US blocks Nvidia's H20 chip sale to China, shares plunge 6%
- In Reports
- 02:21 PM, Apr 16, 2025
- Myind Staff
Nvidia’s shares dropped sharply by around 6% after the company said it would take a $5.5 billion loss because of new U.S. government rules. These rules limit the export of its H20 AI chips to China. The H20 is Nvidia’s most powerful AI chip currently sold in China and had become very important for the country’s fast-growing AI industry.
On April 9, the US government under Donald Trump officially told Nvidia that it would need a special license to export its H20 chip to China and some other countries, due to national security concerns. Five days later, officials confirmed that these export restrictions would stay in place permanently, as mentioned in Nvidia’s regulatory filing. It’s still not clear if any of those export licenses will actually be approved. The H20 chip was created to deliver high performance while still staying within the limits set by US export rules, which were first introduced under the Biden administration and made stricter in 2023.
Major Chinese tech companies like Tencent, Alibaba, and ByteDance have reportedly been increasing their purchases of the H20 chip to keep up with the growing demand for affordable AI models. Although Nvidia’s US chips train AI models faster, the H20 chip performs better during inference—the stage where AI gives real-time answers to users. According to Nvidia CEO Jensen Huang, this part of AI processing is expected to become the most important in the AI chip market. Even with its limitations, US officials pointed out that the H20’s fast connectivity could still be useful for supercomputing in China. Since 2022, Washington has banned the sale of AI chips for Chinese supercomputers.

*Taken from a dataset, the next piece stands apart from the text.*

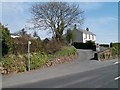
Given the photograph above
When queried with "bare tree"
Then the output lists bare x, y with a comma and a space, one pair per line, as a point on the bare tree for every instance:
56, 16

A think tank based in Washington, called the Institute for Progress, has raised concerns that companies like Tencent might already be using H20 chips in locations that go against existing restrictions. Following this news, Nvidia’s stock dropped after trading hours. Shares of AMD also fell by 7%, and Broadcom’s shares declined by nearly 4%, as investors reacted to the rising tensions between the US and China over technology.